After its debut at the Bodó Gallery and Auction House, the unique world of László Bornemisza arrives in Sopron: the large-scale exhibition Memories of Fleeting Time will be open to visitors from May 6 to 8 as part of SopronFest. Featuring a selection of rarely seen works, the show offers a glimpse into an oeuvre that stands as one of the forgotten treasures of the post-regime-change era—now awaiting rediscovery.
László Bornemisza (1910–1995) created paintings that are both whimsical and unsettling. His canvases are populated by golden, sky-reaching buildings, grotesque figures, pigtailed girls, nuns, and brothel dwellers—presented through the innocent yet piercing gaze of a child.

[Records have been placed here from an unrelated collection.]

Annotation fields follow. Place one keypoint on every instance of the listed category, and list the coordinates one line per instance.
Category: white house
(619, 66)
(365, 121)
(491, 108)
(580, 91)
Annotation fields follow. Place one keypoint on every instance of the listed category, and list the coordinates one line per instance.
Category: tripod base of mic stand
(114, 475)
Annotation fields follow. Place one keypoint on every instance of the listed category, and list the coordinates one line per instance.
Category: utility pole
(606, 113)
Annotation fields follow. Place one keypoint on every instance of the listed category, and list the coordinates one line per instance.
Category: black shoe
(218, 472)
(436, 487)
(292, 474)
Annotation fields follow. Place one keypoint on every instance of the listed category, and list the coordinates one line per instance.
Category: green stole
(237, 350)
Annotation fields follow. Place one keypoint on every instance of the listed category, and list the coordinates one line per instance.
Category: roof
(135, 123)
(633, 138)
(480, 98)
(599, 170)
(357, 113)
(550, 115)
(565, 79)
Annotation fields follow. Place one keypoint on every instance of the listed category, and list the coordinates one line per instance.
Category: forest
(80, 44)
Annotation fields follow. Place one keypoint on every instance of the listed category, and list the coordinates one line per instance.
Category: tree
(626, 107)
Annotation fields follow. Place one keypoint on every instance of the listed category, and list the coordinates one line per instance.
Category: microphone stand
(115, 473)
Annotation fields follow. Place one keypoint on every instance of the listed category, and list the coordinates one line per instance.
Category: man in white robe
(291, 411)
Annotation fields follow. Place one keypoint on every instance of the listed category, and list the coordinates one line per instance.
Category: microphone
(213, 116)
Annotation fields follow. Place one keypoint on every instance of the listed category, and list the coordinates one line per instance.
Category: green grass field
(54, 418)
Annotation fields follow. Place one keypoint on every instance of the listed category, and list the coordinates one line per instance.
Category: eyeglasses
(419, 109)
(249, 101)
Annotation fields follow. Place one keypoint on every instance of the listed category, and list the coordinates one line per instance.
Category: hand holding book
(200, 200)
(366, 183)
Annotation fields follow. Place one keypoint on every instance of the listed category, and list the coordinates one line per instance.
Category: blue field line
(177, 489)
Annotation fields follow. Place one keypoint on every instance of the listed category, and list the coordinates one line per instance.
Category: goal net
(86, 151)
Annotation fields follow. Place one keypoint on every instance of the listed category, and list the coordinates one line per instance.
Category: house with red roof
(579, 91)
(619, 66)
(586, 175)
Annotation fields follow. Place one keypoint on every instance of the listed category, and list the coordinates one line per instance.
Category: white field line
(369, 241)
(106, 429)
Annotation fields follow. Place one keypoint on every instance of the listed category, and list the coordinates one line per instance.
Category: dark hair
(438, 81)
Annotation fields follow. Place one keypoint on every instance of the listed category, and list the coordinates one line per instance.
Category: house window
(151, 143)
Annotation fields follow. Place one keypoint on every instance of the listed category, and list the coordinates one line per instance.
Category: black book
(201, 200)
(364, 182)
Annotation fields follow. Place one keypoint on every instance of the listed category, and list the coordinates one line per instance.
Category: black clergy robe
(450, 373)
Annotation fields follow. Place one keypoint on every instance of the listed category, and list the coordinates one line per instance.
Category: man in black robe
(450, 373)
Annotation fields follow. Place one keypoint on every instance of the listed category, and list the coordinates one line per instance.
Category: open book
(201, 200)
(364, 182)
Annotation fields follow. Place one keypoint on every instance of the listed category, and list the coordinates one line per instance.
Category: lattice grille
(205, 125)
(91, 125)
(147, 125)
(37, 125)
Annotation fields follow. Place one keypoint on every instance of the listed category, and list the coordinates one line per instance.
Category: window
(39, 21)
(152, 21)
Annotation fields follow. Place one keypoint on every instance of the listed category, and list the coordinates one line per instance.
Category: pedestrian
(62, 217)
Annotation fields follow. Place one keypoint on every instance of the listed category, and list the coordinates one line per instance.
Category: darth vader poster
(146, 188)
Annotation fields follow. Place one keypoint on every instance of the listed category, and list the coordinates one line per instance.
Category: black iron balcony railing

As Bornemisza himself put it: “To show the world through the naive eyes of a child, and in doing so, reveal its grotesque elements.” A recurring figure in this perspective is Lumikki, the wide-eyed, ever-curious little girl whom Hungarian writer Ervin Lázár once called a theatrical master of ceremonies—appearing as a kind of fairytale guide throughout Bornemisza’s work.
His paintings pulse with the irreconcilable duality of the postwar decades: the rebirth of European culture weighed down by collective guilt, a cheerful grotesquery tinged with irony and social critique. It is no coincidence that critics have compared his art to that of Arnold Gross, István Pekáry, and even James Ensor or Ferenc Jánossy. Carnival-like crowds, archaic symbols, and the surreal visions of the 1970s merge in his work—often within a cinematic atmosphere evocative of Bergman, Fellini, or Fassbinder.
The exhibition is curated by Dr. Lilla Szabó, with co-curator Zsófia Nóra Nagy. Beyond carefully selecting the works, they have designed the concept of the show to transport visitors into a fairytale city beyond time—a world that is at once nostalgic and deeply disquieting.